Außenpolitisch hat die Regierung damit begonnen, die Beziehungen zum Nachbarland Venezuela, das innerhalb Lateinamerikas immer weniger isoliert ist, zu normalisieren. Petros Vorgänger Iván Duque war in den vergangenen Jahren einer der entschiedensten Gegner des venezolanischen Staatschefs Nicolás Maduro, von kolumbianischem Territorium gingen mehrere gescheiterte Umsturzversuche aus. Wirtschaftlich schadete die diplomatische Eiszeit beiden Ländern. Petro fordert von der venezolanischen Regierung allerdings transparente Wahlen und die Einhaltung der Menschenrechte. Gegenüber den USA tritt er ebenfalls selbstbewusst auf.

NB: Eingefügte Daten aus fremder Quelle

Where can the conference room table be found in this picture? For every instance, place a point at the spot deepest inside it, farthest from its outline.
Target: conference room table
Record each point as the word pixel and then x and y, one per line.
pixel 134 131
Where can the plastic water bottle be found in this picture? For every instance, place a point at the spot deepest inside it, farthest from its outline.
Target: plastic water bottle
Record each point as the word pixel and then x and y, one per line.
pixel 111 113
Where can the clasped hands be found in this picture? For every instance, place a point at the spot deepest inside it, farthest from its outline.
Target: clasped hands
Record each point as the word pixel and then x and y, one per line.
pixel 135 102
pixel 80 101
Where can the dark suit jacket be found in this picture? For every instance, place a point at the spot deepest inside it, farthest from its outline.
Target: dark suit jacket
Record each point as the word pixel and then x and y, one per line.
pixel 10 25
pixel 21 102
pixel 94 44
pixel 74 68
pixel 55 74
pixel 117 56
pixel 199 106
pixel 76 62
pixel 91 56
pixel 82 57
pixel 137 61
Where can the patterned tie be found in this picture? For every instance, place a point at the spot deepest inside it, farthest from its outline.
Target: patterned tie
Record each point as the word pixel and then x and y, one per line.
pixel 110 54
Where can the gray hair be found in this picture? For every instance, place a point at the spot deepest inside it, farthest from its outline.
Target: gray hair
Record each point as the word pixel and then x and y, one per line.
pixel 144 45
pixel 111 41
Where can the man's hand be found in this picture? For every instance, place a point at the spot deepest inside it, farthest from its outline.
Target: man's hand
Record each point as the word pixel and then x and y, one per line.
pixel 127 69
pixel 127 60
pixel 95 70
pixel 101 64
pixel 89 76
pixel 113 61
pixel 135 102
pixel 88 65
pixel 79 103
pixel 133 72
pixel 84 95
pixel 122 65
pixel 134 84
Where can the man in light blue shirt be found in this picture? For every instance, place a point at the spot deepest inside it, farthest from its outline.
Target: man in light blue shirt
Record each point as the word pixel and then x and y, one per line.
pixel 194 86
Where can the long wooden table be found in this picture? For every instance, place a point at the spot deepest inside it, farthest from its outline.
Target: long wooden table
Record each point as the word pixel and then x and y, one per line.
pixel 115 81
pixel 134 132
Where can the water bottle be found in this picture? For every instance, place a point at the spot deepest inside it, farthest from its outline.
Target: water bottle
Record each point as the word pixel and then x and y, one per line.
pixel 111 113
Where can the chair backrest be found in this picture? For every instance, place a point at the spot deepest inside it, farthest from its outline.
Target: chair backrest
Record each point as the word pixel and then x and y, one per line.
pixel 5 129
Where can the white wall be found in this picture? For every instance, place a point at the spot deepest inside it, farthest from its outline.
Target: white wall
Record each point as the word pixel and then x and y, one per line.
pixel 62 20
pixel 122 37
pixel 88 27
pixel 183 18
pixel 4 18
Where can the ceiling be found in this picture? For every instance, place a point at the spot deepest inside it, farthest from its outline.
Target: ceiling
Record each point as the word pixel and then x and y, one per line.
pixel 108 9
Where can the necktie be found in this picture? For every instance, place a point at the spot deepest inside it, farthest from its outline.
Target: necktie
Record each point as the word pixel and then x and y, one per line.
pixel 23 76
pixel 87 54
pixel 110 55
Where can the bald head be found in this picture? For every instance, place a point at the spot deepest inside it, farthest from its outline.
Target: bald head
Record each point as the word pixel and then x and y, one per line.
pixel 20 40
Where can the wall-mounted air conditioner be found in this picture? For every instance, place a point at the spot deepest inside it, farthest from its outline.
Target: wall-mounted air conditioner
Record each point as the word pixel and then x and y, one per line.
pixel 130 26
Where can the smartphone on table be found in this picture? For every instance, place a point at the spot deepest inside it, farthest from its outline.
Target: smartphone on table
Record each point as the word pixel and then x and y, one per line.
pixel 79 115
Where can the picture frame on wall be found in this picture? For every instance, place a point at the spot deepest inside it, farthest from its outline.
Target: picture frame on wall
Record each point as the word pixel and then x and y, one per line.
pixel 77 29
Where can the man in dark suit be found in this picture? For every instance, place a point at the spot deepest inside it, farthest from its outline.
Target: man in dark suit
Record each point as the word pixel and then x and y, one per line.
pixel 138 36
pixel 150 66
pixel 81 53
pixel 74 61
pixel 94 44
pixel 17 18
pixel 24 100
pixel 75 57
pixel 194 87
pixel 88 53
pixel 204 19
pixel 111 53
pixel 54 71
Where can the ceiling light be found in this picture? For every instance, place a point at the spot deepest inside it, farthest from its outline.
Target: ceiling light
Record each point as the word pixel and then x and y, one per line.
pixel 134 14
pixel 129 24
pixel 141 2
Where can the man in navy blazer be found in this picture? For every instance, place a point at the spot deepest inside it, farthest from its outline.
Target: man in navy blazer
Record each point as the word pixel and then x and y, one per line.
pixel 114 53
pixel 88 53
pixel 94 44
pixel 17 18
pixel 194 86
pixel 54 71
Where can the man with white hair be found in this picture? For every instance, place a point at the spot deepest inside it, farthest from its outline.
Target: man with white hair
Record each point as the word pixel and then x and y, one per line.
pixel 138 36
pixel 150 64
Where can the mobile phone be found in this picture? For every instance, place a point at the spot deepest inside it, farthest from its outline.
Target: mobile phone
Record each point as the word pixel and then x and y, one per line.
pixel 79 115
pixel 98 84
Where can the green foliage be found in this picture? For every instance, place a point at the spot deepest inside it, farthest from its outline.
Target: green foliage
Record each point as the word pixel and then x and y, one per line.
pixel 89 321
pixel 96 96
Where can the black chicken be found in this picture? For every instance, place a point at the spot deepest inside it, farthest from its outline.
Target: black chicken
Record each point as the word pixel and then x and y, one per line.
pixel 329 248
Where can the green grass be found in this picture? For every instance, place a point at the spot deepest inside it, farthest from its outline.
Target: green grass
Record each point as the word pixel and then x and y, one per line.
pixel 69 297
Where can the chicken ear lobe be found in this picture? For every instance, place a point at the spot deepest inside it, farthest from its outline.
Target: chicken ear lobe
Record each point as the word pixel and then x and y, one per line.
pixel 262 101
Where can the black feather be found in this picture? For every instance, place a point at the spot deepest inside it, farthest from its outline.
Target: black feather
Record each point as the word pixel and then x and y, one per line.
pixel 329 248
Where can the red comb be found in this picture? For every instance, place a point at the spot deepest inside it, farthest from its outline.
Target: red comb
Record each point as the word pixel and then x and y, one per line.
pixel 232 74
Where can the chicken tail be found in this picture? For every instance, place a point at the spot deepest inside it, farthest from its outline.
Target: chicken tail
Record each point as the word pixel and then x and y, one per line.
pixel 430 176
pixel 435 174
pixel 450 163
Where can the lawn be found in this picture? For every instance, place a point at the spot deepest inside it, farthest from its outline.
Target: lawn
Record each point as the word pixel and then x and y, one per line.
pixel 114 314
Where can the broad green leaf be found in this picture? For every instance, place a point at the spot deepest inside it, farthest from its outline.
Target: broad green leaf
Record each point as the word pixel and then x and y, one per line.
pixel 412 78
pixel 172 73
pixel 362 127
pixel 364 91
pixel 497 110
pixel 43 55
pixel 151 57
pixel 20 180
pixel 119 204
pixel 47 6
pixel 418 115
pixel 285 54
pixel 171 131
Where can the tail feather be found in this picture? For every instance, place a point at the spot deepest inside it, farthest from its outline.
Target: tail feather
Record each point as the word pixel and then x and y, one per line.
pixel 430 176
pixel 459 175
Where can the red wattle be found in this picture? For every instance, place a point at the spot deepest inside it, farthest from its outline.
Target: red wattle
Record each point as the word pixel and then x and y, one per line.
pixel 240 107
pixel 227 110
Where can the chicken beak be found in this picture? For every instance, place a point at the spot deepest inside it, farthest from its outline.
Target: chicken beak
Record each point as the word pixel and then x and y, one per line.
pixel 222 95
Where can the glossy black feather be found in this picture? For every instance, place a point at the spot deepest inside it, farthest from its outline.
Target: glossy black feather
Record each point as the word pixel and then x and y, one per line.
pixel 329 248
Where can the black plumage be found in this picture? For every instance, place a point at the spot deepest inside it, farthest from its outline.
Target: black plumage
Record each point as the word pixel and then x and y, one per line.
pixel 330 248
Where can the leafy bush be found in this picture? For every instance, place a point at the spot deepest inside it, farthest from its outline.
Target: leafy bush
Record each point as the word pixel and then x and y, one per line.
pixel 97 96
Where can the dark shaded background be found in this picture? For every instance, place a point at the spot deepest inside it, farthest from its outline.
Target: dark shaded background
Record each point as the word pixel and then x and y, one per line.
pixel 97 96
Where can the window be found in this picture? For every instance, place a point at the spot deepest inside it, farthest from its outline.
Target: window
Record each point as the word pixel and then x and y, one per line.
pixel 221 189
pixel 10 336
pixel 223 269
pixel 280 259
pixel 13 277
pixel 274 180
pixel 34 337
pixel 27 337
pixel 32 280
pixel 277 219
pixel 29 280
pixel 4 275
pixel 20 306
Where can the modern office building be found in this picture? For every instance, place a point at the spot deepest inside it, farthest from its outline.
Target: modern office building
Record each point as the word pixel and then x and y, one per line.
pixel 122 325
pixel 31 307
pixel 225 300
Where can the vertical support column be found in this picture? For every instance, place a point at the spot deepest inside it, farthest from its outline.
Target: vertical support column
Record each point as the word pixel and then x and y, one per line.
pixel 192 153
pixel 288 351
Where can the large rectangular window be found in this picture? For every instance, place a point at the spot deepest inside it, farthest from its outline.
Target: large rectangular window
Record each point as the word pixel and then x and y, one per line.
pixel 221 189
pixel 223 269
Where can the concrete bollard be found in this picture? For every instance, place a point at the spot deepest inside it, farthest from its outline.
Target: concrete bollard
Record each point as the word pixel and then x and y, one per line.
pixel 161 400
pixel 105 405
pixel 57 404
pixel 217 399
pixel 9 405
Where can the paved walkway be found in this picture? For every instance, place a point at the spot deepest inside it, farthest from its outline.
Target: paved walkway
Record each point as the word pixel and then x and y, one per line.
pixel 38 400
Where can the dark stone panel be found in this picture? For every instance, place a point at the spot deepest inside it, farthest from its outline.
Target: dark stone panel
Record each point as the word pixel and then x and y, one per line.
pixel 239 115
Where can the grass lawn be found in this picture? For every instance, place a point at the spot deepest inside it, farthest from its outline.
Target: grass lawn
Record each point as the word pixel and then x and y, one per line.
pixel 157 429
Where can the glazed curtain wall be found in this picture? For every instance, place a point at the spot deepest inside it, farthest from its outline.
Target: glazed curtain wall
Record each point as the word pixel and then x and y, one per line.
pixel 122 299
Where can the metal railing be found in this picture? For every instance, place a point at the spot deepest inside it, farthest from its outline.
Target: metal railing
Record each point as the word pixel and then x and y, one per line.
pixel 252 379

Bei all diesen Themen spielt Francia Márquez bisher keine tragende Rolle. Diese wird sie vor allem mit dem neuen Ministerium für Gleichstellung finden müssen, das sich noch in der Gründungsphase befindet. Mitte Oktober legte die Regierung einen Gesetzentwurf zur Schaffung des Ministeriums vor, der nun durch den Kongress muss. Der Staat wolle »all jenen Gleichheit garantieren, die in der Vergangenheit ausgeschlossen und an den Rand gedrängt wurden«, erklärte Márquez bei der Unterzeichnung des Entwurfs. Genau dieser Teil der Gesellschaft hofft darauf, dass den Worten bald Taten folgen.